Association Between Time to Source Control in Sepsis and 90-Day Mortality
1. In a cohort of patients with sepsis, source control within 6 hours of sepsis onset was associated with a reduction in risk-adjusted odds of 90-day mortality compared with delayed source control.
Evidence Rating Level: 2 (Good)
Sepsis is a condition associated with significant mortality. Source control is known to be a key step in early sepsis management. However, there is controversial data surrounding how rapidly source control should be achieved in a septic patient. Therefore, this cohort study sought to determine the association between the timing of source control and adjusted mortality in community-acquired sepsis. It made use of electronic health record data from a multihospital system. A total of 4962 (mean [SD] age, 62 [16] years; 52% male; 85% White; mean [SD] Sequential Organ Failure Assessment score, 3.8 [2.5]) patients with sepsis were included in the study. The study found that source control occurred at a median (IQR) of 15.4 hours (5.5 – 21.7) after sepsis onset and 1312 (27%) patients underwent source control within 6 hours.
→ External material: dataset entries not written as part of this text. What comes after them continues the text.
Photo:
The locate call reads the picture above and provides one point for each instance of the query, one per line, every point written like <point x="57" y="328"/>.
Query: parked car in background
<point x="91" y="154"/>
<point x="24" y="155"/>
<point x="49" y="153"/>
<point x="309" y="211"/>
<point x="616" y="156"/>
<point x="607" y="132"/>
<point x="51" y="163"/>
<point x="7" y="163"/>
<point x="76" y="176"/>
The primary outcome measured was 90-day postintervention mortality. It was found that early source control was associated with decreased risk-adjusted odds of 90-day mortality (aOR, 0.71; 95% CI, 0.63-0.80). The secondary outcomes measured included postintervention intensive care unit admission, hospital length of stay and in-hospital as well as 365-day mortality. The study found that source control was also associated with reduced risk-adjusted odds of in-hospital mortality (aOR, 0.76; 95% CI, 0.63-0.90; P = .002) and 365-day mortality (aOR, 0.66; 95% CI, 0.61-0.71; P < .001). Overall, the study concluded that source control within 6 hours of sepsis onset was associated with reduced risk of mortality.
1. In a cohort of patients undergoing laparoscopic surgery, total intravenous anesthesia maintained with remimazolam provides better quality of recovery than anesthesia maintained with an inhalant agent.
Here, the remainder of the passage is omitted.